Finn Robert D, Coggill Penelope, Eberhardt Ruth Y, Eddy Sean R, Mistry Jaina, Mitchell Alex L, Potter Simon C, Punta Marco, Qureshi Matloob, Sangrador-Vegas Amaia, Salazar Gustavo A, Tate John, Bateman Alex
European Molecular Biology Laboratory, European Bioinformatics Institute (EMBL-EBI), Wellcome Trust Genome Campus, Hinxton, Cambridge CB10 1SD, UK
European Molecular Biology Laboratory, European Bioinformatics Institute (EMBL-EBI), Wellcome Trust Genome Campus, Hinxton, Cambridge CB10 1SD, UK.
Nucleic Acids Res. 2016 Jan 4;44(D1):D279-85. doi: 10.1093/nar/gkv1344. Epub 2015 Dec 15.

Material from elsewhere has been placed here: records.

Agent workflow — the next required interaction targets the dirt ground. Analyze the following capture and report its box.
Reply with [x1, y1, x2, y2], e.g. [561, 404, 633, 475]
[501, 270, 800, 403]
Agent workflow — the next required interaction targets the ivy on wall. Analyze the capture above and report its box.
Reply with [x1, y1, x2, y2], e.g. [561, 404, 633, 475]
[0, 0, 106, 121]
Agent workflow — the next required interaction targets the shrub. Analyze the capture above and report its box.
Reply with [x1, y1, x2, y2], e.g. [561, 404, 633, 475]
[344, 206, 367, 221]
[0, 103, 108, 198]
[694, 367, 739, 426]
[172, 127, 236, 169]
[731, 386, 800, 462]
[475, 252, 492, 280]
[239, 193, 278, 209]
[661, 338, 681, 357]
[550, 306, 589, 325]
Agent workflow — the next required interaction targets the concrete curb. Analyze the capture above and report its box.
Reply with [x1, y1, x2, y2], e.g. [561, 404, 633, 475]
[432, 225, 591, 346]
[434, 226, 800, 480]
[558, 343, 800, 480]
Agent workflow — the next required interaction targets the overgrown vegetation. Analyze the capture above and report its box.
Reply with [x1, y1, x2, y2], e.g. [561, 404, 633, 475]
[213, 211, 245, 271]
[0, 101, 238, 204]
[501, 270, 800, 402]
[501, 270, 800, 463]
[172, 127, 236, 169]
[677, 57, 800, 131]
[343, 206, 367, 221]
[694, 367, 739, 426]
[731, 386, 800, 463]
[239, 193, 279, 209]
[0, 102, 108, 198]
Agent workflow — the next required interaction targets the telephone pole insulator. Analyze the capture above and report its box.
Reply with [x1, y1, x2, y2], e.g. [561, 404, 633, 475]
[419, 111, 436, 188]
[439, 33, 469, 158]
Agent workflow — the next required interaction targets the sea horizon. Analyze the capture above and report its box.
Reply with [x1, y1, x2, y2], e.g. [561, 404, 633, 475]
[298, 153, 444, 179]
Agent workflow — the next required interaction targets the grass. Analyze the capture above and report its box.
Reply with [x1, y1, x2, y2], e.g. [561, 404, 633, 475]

In the last two years the Pfam database (http://pfam.xfam.org) has undergone a substantial reorganisation to reduce the effort involved in making a release, thereby permitting more frequent releases. Arguably the most significant of these changes is that Pfam is now primarily based on the UniProtKB reference proteomes, with the counts of matched sequences and species reported on the website restricted to this smaller set. Building families on reference proteomes sequences brings greater stability, which decreases the amount of manual curation required to maintain them. It also reduces the number of sequences displayed on the website, whilst still providing access to many important model organisms. Matches to the full UniProtKB database are, however, still available and Pfam annotations for individual UniProtKB sequences can still be retrieved. Some Pfam entries (1.6%) which have no matches to reference proteomes remain; we are working with UniProt to see if sequences from them can be incorporated into reference proteomes. Pfam-B, the automatically-generated supplement to Pfam, has been removed. The current release (Pfam 29.0) includes 16 295 entries and 559 clans. The facility to view the relationship between families within a clan has been improved by the introduction of a new tool.
在过去两年中,Pfam数据库(http://pfam.xfam.org)经历了重大重组,以减少发布新版本所涉及的工作量,从而能够更频繁地发布。可以说,这些变化中最重要的是,Pfam现在主要基于UniProtKB参考蛋白质组,网站上报告的匹配序列和物种数量仅限于这个较小的集合。基于参考蛋白质组序列构建家族带来了更高的稳定性,这减少了维护这些家族所需的人工编辑量。它还减少了网站上显示的序列数量,同时仍然可以访问许多重要的模式生物。不过,与完整UniProtKB数据库的匹配仍然可用,并且仍然可以检索单个UniProtKB序列的Pfam注释。一些与参考蛋白质组没有匹配的Pfam条目(1.6%)仍然存在;我们正在与UniProt合作,看看能否将其中的序列纳入参考蛋白质组。Pfam的自动生成补充版本Pfam-B已被移除。当前版本(Pfam 29.0)包括16295个条目和559个家族。通过引入一种新工具,查看家族内各家族之间关系的功能得到了改进。